Invece abbiamo sbattuto il muso contro il precariato, entrando nel vortice degli stage non retribuiti, dei co. co. co., dei contratti a progetto e di tutte le forme di schiavismo 2.0 concepibili dalla mente umana. I meno fortunati (circa il 40% dei giovani italiani), poi, hanno dovuto fare direttamente i conti con la disoccupazione.

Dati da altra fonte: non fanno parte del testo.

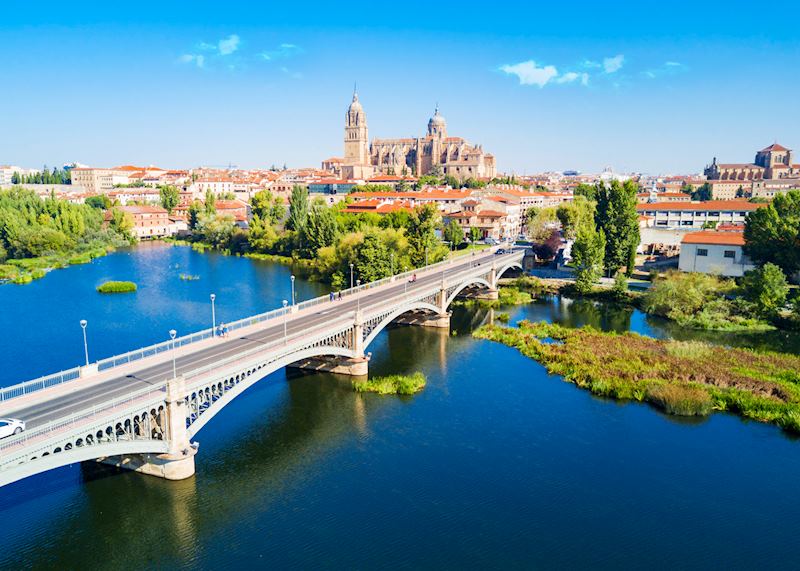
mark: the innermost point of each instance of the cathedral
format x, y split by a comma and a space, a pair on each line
407, 157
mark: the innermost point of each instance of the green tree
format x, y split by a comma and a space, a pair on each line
421, 234
194, 212
702, 192
298, 208
616, 217
454, 234
122, 223
588, 252
210, 204
766, 287
772, 233
474, 234
372, 259
320, 229
169, 196
575, 215
268, 207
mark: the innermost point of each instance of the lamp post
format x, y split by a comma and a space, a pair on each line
172, 334
213, 316
85, 346
285, 313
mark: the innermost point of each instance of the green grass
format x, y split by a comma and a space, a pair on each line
680, 378
392, 384
117, 287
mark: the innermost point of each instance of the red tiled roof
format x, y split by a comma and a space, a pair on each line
715, 238
708, 205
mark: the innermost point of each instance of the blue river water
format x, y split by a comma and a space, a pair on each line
496, 464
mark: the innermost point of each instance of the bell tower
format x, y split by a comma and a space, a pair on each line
356, 137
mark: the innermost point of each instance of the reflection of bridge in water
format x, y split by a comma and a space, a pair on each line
140, 411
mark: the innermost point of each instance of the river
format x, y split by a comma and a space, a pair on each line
495, 464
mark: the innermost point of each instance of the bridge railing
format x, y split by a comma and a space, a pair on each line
43, 432
28, 387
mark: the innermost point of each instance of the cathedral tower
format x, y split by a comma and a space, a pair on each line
356, 138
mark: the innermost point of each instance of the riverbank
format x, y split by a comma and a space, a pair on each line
683, 378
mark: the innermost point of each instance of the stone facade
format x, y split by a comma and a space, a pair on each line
415, 156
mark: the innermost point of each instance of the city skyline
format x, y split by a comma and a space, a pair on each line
654, 91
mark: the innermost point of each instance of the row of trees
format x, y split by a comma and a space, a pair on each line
31, 227
55, 176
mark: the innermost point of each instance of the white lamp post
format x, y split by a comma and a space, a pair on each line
213, 316
85, 346
172, 334
285, 313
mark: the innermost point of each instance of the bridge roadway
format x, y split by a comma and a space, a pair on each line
53, 404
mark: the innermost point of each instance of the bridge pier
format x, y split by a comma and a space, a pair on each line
178, 462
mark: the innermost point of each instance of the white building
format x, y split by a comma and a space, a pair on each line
714, 252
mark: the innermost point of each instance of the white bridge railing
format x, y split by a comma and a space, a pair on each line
48, 381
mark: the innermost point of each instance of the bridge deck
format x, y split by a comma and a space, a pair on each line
62, 401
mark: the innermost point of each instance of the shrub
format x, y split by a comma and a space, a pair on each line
117, 287
392, 385
681, 400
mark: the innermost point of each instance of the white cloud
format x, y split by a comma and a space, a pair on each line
571, 77
529, 73
613, 64
283, 51
197, 59
228, 45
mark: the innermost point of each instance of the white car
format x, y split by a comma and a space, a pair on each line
10, 426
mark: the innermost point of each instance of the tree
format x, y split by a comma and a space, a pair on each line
195, 209
122, 223
575, 215
702, 192
169, 197
766, 287
588, 191
298, 208
772, 233
421, 234
268, 207
454, 234
548, 248
541, 222
372, 259
101, 201
320, 229
587, 255
210, 203
474, 234
616, 217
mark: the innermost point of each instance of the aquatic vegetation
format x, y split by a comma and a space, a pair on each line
392, 384
116, 287
681, 378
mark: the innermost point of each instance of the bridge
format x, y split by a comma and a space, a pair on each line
142, 410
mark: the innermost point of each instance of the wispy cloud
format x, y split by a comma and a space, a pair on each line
283, 51
227, 46
666, 68
531, 73
613, 64
197, 59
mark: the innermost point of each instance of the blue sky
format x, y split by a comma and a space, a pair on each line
657, 87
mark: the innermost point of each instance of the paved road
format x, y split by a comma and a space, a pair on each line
65, 405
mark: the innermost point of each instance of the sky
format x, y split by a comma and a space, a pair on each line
651, 86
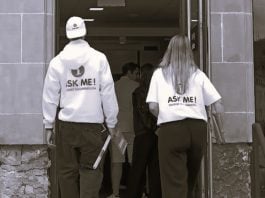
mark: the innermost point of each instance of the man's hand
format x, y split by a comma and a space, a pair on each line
112, 131
50, 139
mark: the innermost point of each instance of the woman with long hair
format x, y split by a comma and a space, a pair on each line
178, 95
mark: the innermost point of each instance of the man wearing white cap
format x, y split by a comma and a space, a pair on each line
79, 82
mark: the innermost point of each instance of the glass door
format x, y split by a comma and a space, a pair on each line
196, 27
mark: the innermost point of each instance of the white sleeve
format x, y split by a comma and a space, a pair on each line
210, 94
108, 95
152, 92
50, 96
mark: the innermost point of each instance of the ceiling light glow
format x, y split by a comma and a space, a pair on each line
89, 20
96, 9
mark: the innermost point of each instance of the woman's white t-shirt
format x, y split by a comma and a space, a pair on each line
191, 104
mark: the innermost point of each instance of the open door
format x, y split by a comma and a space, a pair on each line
139, 31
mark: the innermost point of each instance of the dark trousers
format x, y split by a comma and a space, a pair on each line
145, 157
180, 146
78, 145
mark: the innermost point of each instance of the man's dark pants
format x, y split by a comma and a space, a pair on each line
78, 145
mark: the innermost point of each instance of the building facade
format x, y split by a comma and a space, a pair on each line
27, 46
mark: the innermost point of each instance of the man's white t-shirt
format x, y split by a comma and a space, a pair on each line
174, 107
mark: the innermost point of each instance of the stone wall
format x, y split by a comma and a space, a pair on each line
231, 171
23, 172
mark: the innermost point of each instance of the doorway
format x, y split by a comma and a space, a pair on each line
137, 31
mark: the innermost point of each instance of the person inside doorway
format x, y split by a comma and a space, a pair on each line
145, 153
124, 88
79, 81
178, 94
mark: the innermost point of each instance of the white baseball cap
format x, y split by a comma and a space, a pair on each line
75, 27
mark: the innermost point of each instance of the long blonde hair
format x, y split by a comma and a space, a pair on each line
178, 63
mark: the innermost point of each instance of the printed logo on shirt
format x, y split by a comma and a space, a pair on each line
78, 72
81, 84
182, 100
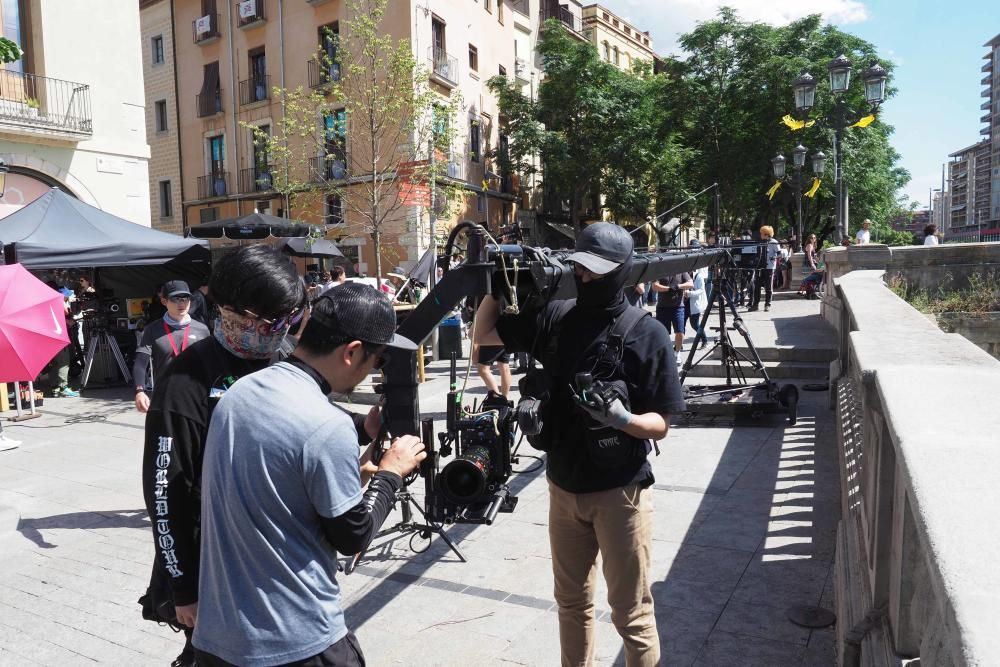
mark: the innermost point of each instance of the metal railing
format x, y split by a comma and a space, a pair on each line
208, 105
566, 17
41, 102
209, 32
213, 185
258, 178
332, 167
255, 89
254, 14
443, 65
321, 74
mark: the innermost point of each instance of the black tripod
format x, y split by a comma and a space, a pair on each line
104, 344
407, 525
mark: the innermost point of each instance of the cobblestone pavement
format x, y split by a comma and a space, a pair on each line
745, 525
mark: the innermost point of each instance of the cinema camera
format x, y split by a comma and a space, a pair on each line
474, 486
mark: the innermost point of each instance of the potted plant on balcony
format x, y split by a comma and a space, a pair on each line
31, 105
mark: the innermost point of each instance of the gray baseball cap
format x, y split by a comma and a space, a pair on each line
602, 247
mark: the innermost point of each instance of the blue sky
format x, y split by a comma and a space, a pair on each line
937, 47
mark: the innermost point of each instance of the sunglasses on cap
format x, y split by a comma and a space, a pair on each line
272, 326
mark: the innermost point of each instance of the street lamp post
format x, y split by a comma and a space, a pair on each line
804, 88
798, 162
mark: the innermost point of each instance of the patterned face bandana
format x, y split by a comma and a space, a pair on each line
241, 336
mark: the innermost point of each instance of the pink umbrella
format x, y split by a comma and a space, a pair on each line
32, 324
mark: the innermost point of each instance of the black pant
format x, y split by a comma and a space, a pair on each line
764, 278
344, 653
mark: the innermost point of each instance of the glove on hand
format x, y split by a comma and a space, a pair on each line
613, 413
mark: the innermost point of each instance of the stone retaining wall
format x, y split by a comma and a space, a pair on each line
917, 429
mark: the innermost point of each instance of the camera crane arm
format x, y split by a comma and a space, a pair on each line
537, 281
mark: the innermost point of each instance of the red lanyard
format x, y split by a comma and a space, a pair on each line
170, 338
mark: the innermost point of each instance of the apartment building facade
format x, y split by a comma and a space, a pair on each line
230, 55
617, 41
71, 115
165, 186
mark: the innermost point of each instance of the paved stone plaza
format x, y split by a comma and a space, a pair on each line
745, 526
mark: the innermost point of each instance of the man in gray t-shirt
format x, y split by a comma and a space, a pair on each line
281, 493
163, 339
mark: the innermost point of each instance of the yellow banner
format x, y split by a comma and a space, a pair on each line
813, 189
794, 125
866, 121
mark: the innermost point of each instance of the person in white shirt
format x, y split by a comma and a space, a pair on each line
864, 235
930, 235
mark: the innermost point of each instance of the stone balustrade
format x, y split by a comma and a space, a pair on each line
918, 429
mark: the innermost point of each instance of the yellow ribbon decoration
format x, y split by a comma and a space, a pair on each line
794, 125
866, 121
812, 191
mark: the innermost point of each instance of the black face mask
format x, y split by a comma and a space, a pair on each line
607, 293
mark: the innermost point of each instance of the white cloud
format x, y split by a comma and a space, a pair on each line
668, 19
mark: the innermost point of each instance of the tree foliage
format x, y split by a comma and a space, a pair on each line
363, 133
647, 141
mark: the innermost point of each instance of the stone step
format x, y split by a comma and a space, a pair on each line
776, 370
787, 353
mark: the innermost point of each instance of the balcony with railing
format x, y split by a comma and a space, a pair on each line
255, 89
206, 29
213, 185
32, 104
251, 13
573, 22
258, 178
208, 105
323, 73
332, 167
444, 67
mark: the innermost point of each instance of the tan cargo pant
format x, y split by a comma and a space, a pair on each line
618, 524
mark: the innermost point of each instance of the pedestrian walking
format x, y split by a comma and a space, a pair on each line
596, 464
260, 295
282, 493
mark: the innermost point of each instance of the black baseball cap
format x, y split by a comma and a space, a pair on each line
176, 288
355, 311
602, 247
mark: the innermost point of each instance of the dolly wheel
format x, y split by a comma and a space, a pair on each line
789, 397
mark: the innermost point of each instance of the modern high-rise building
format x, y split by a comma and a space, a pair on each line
72, 108
991, 198
226, 60
617, 41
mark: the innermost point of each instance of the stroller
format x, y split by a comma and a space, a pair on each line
812, 285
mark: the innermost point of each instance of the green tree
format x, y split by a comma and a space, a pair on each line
736, 87
364, 133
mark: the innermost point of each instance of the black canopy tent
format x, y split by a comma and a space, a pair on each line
58, 231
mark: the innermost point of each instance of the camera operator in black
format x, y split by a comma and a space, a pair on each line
598, 506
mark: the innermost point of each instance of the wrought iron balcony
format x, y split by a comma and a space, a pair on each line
213, 185
251, 13
444, 67
258, 178
566, 17
320, 74
208, 105
255, 89
332, 167
39, 104
206, 29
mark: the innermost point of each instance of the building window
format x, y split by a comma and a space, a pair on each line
161, 115
475, 139
157, 49
166, 205
334, 210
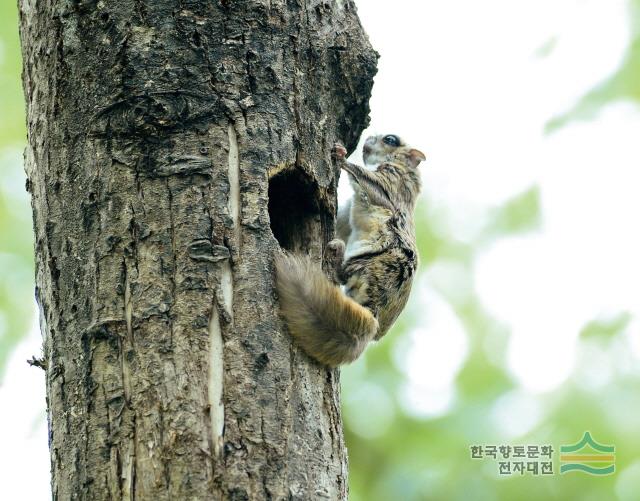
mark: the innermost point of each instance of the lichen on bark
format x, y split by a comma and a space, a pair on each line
173, 147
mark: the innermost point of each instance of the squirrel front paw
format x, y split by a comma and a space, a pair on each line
339, 151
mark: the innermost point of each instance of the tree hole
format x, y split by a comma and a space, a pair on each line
294, 212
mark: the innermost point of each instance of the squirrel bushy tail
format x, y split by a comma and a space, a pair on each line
328, 325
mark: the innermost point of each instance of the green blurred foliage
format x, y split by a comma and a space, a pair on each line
622, 85
428, 458
16, 240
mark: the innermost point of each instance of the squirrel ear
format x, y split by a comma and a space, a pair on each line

La necessità di avere uno stipendio ha spinto ingegneri, economisti, biologi e compagnia cantante a candidarsi per posizioni che non richiedono certo anni di studio, ed è lì che ha preso forma un nuovo adagio: “Spiacente ma lei è troppo qualificato per questa mansione”. Un modo cortese per intendere che un laureato non può fare il commesso, poiché alla prima occasione mollerebbe il posto in luogo di una sistemazione migliore, ma soprattutto pretenderebbe un trattamento in linea con la sua qualifica, diversamente dallo sbarbatello fresco (o privo) di diploma.
Oltre al danno, dunque, anche la beffa: non solo non è più vero che un’istruzione universitaria garantisce un lavoro soddisfacente e sicuro, ma è addirittura diventata un ostacolo per la sopravvivenza.

Che fare, dunque?

Poiché è impossibile tornare indietro nel tempo o chiedere a Camera e Senato una sorta d’amnistia per l’estinzione del reato di conseguimento della laurea, molti “colpevoli” hanno pensato di taroccare il proprio curriculum vitae omettendo il titolo di studio e millantando fantomatiche esperienze lavorative in qualità di commesso, cameriere e simili. A quel punto, come per miracolo, le vie d’accesso al lavoro altrimenti negato si sono aperte e siamo ufficialmente entrati nell’era del “se vuoi mangiare, non azzardarti a studiare”.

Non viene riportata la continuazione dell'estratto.